C’est des astres qu’émane l’esprit du temps.

Immobiles, ils volent comme l’arome des brumes,

comme des poissons phosphorescents ou des myosotis,

cet essaim qui récolte le miel lumineux !

Dans la ruche céleste, ces frères du vent

font le souffle des origines.

Et la sensation d’évanescence occulte

l’intuition de ces perles glacées.

Provenant du vide abstrait de l’air,

ils transportent l’intime trésor de la nuit.

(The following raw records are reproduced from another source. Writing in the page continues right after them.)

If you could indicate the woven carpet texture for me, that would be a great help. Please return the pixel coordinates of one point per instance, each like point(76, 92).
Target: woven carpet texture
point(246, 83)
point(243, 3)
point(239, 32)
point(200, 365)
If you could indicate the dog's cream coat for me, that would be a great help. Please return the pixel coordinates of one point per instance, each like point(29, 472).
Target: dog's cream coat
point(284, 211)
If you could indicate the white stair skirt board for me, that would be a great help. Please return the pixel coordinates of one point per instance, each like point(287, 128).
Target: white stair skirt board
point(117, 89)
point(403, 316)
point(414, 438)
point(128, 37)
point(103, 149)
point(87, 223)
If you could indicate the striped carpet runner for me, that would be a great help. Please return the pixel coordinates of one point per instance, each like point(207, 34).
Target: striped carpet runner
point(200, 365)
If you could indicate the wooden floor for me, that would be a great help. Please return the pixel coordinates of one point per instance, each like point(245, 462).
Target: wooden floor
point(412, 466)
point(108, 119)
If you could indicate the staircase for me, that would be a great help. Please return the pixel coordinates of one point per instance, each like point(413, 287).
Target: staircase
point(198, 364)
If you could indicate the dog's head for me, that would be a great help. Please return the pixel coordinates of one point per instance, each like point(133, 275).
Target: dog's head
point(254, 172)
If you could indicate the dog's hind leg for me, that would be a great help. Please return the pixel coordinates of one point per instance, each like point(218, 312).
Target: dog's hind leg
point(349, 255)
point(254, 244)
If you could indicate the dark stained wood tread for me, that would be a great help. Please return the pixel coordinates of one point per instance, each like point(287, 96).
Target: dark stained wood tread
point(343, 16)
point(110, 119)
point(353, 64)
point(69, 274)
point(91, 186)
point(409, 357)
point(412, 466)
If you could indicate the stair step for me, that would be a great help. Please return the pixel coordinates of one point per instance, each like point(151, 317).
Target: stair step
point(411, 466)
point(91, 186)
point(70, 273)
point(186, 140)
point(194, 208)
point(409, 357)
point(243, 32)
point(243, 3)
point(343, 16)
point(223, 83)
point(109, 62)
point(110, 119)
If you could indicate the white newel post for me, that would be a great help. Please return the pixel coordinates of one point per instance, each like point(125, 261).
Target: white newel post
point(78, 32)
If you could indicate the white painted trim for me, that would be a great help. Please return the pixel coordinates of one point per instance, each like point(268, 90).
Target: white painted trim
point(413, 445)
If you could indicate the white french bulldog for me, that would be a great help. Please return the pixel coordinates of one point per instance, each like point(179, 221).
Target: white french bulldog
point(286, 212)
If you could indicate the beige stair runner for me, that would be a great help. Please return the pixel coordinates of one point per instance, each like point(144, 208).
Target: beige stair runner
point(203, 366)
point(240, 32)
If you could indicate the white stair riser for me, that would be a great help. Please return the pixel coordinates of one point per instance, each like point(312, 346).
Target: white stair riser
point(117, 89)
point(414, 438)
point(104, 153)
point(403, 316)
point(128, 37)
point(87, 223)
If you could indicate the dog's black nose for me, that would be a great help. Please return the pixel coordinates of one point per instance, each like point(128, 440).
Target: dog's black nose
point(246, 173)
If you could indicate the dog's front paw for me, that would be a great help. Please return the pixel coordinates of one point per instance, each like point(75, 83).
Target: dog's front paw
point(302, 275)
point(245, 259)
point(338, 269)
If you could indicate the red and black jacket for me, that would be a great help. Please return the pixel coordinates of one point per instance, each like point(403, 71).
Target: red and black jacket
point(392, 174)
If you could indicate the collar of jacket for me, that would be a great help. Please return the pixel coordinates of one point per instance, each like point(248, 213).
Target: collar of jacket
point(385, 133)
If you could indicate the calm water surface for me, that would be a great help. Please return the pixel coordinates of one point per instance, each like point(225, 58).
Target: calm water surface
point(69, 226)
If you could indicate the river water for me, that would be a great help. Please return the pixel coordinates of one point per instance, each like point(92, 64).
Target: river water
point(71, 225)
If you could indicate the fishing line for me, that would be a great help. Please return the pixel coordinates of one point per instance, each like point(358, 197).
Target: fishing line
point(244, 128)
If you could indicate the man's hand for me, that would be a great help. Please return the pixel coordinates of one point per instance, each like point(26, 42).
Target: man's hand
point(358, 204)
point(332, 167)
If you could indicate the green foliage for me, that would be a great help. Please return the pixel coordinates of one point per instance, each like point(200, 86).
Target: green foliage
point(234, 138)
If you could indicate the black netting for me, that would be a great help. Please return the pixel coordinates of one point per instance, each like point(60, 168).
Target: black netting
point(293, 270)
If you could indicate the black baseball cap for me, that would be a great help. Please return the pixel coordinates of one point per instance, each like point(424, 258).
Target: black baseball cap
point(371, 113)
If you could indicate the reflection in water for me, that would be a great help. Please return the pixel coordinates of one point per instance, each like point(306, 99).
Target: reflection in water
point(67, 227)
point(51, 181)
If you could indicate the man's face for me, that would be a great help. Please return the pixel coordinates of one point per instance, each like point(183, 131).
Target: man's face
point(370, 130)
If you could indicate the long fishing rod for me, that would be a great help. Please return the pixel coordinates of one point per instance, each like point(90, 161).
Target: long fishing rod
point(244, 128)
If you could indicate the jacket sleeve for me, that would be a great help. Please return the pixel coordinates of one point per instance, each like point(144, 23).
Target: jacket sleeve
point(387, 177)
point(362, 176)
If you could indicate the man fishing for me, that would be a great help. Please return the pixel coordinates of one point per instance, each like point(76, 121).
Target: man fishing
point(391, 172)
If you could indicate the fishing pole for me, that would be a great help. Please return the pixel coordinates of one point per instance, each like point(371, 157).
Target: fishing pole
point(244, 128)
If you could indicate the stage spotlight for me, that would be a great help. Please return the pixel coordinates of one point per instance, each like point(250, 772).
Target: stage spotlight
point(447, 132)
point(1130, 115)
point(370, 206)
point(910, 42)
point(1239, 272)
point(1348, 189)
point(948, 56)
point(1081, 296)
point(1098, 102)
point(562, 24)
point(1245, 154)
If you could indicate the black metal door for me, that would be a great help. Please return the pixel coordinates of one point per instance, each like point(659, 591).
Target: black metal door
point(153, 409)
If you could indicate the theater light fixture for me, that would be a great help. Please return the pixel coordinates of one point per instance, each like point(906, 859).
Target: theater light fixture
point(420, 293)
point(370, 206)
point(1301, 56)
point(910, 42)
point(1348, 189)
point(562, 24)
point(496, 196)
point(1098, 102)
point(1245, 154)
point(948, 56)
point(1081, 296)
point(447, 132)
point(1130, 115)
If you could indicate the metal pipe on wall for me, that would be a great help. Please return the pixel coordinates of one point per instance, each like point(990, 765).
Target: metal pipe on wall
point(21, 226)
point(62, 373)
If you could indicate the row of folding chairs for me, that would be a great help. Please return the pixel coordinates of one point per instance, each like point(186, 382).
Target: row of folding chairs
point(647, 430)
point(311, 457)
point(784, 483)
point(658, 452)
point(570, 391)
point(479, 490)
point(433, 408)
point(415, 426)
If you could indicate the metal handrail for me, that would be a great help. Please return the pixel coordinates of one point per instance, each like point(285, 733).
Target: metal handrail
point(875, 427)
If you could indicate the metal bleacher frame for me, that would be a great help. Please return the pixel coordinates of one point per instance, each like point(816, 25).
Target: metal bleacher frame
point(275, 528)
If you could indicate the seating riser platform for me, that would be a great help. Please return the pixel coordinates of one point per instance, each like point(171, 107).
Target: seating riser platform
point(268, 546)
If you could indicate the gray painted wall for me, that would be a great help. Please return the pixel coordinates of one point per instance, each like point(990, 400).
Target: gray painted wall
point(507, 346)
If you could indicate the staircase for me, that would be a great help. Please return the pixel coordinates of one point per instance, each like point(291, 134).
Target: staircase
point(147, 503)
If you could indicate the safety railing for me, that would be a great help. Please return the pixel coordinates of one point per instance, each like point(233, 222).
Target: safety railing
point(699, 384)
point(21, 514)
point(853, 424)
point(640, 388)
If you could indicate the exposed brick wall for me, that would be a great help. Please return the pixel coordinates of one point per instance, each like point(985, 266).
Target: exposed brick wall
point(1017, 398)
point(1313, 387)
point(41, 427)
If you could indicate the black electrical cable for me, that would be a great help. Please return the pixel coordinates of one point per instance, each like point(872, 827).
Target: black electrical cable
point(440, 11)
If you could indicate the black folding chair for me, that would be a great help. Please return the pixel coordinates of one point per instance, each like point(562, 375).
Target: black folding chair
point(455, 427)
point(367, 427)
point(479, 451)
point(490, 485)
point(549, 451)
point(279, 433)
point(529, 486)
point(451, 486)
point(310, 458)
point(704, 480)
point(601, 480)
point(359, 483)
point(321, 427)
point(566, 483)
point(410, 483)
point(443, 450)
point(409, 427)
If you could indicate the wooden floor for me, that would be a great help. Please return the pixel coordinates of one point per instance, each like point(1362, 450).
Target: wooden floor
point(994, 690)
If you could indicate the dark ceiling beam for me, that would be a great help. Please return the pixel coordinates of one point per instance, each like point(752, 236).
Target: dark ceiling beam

Respirons la clarté que les astres inventent !

 

 

 

Gustavo de Castro

 

COMME JE NE PARLE PAS CHINOIS...

 

 

Comme je ne parle pas chinois, ni allemand, ni même anglais,

je ne puis comprendre aucune version du monde,

car la Langue parle seulement son idiome.

 

Mais la Langue dit que tout est traduisible : chien,

chat et océan. La lune, c’est « the moon » ; « a hand », c’est une main ;

et « Bildung » veut dire la formation.

 

Sans parler cet idiome de la Langue,

je ne comprends pas sa version du monde.

Rien ne prend, pourtant, de formes congruentes

si ce n’est par le biais de la Traduction,

sa vieille amante.

 

Mot sur mot :

son, sens ou respiration ?

Bref, rien n’est égal, mais tout revient au même ;

ce qui change, c’est la version.

 

Qu’a-t-on donc à faire pour qu’on voie,

dans la même chose, une autre chose, si tout mot en soi

n’est rien d’autre qu’une bifurcation ?

 

 

 

Ronaldo Cagiano

 

EXILS

 

 

La ville se perd dans ses labyrinthes à elle :

un fleuve plein d’animaux difformes

coule précipité dans ses galeries de pierre et d’asphalte.

 

Les hommes n’ont plus de place, eux.

Anonymes comme le sable du sablier,

nous glissons sur la pente de nos besognes

en quête de Pasargades, notre cité utopique.

 

La métropole attend l’inconnu,

à l’instar d’un ventre,

et dans l’intangible géométrie de sa solitude

naissent des cathédrales d’absences.

 

L’horloge à eau dissidente

ne reconnaît pas le temps, cette matière diffuse

qui me guette dans toutes les nécropoles

au lieu de m’éloigner des pénates des vermisseaux.

 

Aujourd’hui, je ne puis aller au Père-Lachaise

pour rendre hommage à la sépulture de Baudelaire...

 

Je me borne donc

à oraliser,

dans le vieux cimetière de Leopoldina,

quelques vers d’Augusto dos Anjos*,

si lugubres dans l’ancestrale opulence

de leurs vérités.

 

 


* Augusto dos Anjos (1884-1914) : illustre poète brésilien, mort et inhumé dans la petite ville de Leopoldina, située à l’est du Brésil, où il avait passé les dernières années de sa vie.